A empresa fez uma pesquisa para entender os motivos para a não adesão da rede coletora de esgoto e os principais pontos encontrados foram o valor da tarifa, a falta de mão de obra qualificada para efetivar as ligações e dos recursos necessários para interligação do imóvel à rede, além da falta de compreensão da importância dos serviços de saneamento.

A partir de tal diagnóstico, a CESAN criou o programa “Se Liga na Rede”, com o objetivo de investir na promoção das atividades técnicas sociais voltadas à valorização dos Sistemas de Esgotamento Sanitários (SES) implantados, em mecanismos de efetivação das ligações, direcionadas às pessoas em situação de risco e/ou vulnerabilidade social, desburocratização do acesso aos serviços.
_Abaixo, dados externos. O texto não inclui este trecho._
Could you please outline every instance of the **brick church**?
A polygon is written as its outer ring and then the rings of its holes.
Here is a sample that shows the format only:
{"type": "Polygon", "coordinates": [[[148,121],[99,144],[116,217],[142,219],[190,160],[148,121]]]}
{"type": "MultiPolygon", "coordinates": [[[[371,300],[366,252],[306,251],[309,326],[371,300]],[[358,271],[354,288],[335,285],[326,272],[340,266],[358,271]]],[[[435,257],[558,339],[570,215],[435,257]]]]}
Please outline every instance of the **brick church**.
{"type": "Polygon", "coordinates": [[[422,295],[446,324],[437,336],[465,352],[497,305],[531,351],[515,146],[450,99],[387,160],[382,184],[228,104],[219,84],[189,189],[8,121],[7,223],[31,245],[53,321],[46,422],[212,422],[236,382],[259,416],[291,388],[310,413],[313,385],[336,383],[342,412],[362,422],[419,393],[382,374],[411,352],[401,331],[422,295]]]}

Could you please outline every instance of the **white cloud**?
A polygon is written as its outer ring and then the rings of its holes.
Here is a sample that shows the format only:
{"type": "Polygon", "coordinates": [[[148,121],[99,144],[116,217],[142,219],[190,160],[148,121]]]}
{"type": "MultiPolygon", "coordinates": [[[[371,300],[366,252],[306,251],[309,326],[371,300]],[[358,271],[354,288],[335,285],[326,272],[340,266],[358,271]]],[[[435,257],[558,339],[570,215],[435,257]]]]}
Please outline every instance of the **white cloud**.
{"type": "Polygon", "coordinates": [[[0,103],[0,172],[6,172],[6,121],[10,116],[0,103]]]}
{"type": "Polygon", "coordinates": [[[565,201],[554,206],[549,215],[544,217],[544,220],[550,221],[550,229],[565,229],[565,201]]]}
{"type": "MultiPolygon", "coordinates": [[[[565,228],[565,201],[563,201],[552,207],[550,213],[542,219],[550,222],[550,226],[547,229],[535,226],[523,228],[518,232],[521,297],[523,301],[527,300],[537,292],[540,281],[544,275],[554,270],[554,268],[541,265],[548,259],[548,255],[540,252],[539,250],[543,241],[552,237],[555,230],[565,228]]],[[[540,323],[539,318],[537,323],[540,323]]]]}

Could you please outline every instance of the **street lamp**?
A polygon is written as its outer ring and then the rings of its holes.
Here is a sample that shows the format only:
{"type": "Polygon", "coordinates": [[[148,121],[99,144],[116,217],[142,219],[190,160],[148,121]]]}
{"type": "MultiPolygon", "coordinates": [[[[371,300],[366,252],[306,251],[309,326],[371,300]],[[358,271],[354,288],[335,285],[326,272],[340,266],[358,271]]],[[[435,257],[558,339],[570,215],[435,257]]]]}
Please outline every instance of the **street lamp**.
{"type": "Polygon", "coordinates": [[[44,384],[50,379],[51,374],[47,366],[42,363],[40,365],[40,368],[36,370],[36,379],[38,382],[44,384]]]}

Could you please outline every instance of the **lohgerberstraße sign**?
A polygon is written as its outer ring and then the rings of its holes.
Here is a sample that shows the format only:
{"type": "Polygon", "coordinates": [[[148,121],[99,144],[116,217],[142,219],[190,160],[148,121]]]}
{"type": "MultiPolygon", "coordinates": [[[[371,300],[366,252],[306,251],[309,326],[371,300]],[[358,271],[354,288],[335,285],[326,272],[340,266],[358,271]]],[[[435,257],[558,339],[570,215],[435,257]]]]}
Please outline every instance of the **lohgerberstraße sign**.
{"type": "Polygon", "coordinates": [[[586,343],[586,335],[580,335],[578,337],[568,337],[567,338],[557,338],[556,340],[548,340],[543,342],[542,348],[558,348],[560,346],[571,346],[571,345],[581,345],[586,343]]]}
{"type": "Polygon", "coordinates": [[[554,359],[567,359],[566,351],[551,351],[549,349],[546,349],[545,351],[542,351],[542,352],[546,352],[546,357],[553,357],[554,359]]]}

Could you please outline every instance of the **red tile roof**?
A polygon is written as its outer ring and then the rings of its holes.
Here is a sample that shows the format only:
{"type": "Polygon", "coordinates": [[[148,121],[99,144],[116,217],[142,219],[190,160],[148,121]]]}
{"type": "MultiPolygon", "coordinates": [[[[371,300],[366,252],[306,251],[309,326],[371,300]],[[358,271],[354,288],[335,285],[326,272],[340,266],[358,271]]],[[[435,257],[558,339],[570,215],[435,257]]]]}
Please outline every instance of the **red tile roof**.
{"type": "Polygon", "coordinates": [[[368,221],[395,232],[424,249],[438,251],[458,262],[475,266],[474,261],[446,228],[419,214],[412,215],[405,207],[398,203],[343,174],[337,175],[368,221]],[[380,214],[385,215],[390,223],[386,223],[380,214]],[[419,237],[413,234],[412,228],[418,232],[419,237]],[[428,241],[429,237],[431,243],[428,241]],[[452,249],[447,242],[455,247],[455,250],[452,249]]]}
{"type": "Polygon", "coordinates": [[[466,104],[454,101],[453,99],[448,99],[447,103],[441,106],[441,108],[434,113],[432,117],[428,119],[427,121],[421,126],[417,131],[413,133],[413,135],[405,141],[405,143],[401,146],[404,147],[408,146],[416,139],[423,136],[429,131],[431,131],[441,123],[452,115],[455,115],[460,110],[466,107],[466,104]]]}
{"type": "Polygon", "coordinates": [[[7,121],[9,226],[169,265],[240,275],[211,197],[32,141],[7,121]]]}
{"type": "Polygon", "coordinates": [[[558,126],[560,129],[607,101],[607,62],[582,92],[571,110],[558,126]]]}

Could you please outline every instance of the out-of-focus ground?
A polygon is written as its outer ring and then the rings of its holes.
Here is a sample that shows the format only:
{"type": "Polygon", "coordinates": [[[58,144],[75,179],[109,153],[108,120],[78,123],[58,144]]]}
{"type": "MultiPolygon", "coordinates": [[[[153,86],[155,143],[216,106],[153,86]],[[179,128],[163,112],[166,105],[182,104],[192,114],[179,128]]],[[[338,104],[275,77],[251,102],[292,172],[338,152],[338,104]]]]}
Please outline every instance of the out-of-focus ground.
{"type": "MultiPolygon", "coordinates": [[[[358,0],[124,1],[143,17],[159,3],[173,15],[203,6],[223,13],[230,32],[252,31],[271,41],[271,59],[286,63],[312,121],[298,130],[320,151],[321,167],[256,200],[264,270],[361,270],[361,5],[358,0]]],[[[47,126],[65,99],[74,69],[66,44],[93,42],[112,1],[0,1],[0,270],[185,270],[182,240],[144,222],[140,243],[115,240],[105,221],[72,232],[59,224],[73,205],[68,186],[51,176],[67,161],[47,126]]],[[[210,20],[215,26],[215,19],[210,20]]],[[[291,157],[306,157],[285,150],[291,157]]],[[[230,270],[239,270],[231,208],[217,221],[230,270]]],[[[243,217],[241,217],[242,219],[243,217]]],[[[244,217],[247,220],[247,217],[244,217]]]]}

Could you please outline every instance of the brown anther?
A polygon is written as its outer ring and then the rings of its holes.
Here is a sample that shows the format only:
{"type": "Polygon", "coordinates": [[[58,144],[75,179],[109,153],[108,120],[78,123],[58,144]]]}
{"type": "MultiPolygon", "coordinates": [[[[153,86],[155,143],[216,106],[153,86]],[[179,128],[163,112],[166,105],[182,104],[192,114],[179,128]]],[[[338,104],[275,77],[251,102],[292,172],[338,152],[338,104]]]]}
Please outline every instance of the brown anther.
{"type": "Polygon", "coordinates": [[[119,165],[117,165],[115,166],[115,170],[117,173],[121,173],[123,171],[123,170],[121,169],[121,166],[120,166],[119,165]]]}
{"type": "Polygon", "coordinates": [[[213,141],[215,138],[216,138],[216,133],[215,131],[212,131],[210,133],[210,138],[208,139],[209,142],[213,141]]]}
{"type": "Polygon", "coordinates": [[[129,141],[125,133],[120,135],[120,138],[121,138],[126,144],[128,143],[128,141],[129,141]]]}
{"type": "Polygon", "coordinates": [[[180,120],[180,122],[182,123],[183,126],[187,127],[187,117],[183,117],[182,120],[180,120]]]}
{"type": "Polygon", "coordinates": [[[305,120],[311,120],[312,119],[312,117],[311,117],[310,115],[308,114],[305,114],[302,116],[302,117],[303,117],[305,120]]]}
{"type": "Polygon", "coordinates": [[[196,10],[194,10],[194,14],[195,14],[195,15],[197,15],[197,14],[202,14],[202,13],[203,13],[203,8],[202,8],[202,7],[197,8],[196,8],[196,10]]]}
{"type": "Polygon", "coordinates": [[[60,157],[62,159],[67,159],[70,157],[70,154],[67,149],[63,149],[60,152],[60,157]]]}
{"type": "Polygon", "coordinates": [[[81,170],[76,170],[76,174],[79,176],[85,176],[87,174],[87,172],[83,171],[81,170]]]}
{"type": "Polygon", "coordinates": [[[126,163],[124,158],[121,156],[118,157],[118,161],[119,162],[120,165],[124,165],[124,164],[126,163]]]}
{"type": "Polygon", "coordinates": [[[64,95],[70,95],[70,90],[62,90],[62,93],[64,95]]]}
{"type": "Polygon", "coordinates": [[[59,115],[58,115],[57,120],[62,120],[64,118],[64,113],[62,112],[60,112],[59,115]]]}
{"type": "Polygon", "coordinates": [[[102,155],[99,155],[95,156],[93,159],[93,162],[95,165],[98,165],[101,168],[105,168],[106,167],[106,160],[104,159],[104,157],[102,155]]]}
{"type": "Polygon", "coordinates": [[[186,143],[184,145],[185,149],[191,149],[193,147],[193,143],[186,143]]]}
As ações desenvolvidas incorporaram reuniões com lideranças comunitárias; visitas porta a porta, levando informação sobre como fazer a ligação, além de benefícios como a tarifa social e a oferta da ligação gratuita em alguns territórios; formação de grupo local de acompanhamento às ligações de esgoto buscando a minimização de conflitos no decorrer da execução dos serviços; apresentações lúdicas nas escolas sobre saneamento; organização de visita às estações de tratamento de esgoto; cinema na comunidade e a capacitação profissional por meio de curso de bombeiro hidrossanitário, a fim de capacitar moradores locais, formar mão de obra qualificada, promovendo o desenvolvimento de capacidades locais e a valorização dessas vocações.

Os resultados alcançados foram medidos através do incremento de ligações intradomiciliares às redes coletoras de esgoto, da despoluição de rios e praias e, principalmente, na melhoria da qualidade de vida da população. Foram mais de 40 mil imóveis visitados e informados sobre saneamento, mais de 15 mil aceites para execução da obra de ligação gratuita e cerca de 58 mil novos domicílios interligados aos SES.

O saneamento é um fator ambiental chave para a qualidade da vida humana, e impacta substancialmente os recursos naturais e o meio ambiente.  Na região metropolitana do estado do Espírito Santo.